Expert Author Caroline L Smith

Have you ever been in a meeting or conversation with someone and you could tell that they weren't really focused on you? How did it make you feel? How did it affect your opinion of this person as a leader?

Being in the present moment, or "being present", is a skill that is critical for effective communication and should be in the toolbox of all effective leaders. If you need to improve your ability to be present in conversations, try out these top 7 keys to being present with other people:

  1. Focus on your breath. Be conscious of the pace and the sound of your breath. This in itself has an amazing capability of calming you down, slowing your breathing, clearing out the clutter in your mind, and focusing you on your immediate surroundings. Try this out especially in the seconds after you sit down and before a meeting starts.
  2. Focus on what's right in front of you. Focus directly on the person or group that you are speaking with. Don't let your eyes wander to the window or to people that are passing by.
  3. Turn off or block out distractions. Turn off your cellphone. If you are in your office, forward your phone and close your email. Close the door.
  4. Leave personal issues "outside the door". If you are going into a meeting, this is a great trick to quickly get present. Before you go through the door, think about all of the things that are racing through your mind, such as errands you need to do, an argument you just had, or another project you are working on. Pretend like these thoughts are tangible. Envision yourself placing these thoughts on the ground outside the door. Say to yourself, "I'm going to leave you [the thoughts] here. I'll pick you up when I get done with my meeting". Then go through the door with a clear mind and with your issues outside the door.
  5. Make eye contact. If you are in a meeting with a group of people, practice making eye contact with each person in the room multiple times, regardless of whether they are speaking. When someone speaks, ensure that you make eye contact and concentrate on what they are saying.
  6. Reframe what the person is saying. Reframing is when you restate what someone says from your perspective.

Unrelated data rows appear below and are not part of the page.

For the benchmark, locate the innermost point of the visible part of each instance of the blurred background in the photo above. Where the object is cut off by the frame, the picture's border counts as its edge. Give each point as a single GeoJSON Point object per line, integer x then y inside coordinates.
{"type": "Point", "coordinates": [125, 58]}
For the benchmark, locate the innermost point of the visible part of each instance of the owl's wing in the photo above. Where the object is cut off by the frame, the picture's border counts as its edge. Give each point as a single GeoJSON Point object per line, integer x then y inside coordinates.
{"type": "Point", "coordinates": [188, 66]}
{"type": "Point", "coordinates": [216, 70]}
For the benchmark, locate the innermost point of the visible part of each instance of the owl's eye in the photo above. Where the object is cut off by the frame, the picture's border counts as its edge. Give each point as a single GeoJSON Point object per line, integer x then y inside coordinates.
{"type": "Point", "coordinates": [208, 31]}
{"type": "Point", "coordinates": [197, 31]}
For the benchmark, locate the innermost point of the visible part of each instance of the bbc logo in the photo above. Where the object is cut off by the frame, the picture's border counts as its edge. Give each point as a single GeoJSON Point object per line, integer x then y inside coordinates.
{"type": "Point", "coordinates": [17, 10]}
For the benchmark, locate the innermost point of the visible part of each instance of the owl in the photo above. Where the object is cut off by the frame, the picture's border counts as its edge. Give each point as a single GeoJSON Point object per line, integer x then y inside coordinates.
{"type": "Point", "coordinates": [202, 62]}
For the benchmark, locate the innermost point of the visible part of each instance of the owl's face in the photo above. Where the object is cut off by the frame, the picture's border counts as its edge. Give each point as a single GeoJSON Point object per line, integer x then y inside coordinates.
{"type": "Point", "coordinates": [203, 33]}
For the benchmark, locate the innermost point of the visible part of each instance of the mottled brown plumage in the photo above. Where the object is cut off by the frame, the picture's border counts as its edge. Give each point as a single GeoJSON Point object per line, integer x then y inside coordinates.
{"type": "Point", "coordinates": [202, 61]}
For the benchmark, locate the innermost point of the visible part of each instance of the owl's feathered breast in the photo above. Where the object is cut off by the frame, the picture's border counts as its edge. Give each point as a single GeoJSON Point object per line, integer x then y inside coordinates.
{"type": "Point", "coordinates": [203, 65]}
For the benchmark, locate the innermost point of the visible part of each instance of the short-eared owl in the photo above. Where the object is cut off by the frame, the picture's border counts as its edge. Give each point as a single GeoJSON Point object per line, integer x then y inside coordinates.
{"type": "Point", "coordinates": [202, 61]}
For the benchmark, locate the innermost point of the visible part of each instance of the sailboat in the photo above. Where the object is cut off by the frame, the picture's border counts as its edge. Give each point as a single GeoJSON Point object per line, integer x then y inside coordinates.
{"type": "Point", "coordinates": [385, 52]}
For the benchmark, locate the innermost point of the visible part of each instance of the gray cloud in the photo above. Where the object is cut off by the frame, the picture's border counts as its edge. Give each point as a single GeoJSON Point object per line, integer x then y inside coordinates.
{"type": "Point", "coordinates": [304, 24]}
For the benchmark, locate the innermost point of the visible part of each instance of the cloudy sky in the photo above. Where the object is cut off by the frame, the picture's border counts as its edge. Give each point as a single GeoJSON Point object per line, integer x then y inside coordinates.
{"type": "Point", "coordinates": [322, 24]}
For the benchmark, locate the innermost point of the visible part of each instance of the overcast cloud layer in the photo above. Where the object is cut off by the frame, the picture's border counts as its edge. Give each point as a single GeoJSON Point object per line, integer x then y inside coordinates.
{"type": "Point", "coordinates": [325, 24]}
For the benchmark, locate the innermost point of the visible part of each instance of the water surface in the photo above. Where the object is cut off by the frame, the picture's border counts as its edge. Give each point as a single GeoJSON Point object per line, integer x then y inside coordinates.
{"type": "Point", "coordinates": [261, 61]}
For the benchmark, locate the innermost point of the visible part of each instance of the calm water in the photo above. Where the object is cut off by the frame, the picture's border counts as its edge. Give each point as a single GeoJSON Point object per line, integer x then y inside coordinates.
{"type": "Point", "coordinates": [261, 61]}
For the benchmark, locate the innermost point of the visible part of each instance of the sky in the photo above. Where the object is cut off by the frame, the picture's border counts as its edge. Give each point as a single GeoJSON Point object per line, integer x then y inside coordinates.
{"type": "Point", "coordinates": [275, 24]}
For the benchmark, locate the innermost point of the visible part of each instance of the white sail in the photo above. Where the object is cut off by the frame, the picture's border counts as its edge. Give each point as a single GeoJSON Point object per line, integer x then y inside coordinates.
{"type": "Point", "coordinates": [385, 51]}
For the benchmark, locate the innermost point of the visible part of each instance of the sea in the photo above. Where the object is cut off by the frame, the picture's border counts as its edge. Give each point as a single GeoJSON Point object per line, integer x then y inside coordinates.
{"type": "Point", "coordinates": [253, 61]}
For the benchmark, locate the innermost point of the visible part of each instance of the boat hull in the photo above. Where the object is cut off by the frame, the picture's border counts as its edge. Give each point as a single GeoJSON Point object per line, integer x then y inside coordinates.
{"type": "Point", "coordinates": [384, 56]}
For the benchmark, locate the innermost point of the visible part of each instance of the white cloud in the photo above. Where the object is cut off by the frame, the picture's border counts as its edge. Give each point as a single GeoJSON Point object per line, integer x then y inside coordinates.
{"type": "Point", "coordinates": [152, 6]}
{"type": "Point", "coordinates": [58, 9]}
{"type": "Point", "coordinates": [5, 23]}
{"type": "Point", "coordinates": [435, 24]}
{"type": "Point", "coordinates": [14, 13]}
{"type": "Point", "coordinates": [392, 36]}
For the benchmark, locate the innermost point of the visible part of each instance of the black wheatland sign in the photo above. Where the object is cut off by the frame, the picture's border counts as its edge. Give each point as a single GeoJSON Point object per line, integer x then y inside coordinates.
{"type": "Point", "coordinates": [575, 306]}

This allows them to verify that you correctly heard them. You can use some of the following phrases to reframe: "What I hear you say is...." or "So let me see if I got this right....".
  7. Resist the urge to come up with an answer. Act like your mission is to collect information and digest it. This will prevent you from thinking about an answer when you should be listening to the speaker. Just listen.
Practice these 7 keys during your next meeting or conversation with someone. Be aware of what takes you away from the present moment and use the tips to bring you back. By honing your ability to be present you will be building your effective communication skills.

About this Author

Caroline Smith helps executives with technical backgrounds in IT, engineering, and construction quickly get to the next level and be true leaders.

Would you like to receive a bi-weekly executive coaching tip that you can read in less than 5 minutes and apply immediately to improve your performance as a leader? Visit http://executivecoachcarolinesmith.com to find out more.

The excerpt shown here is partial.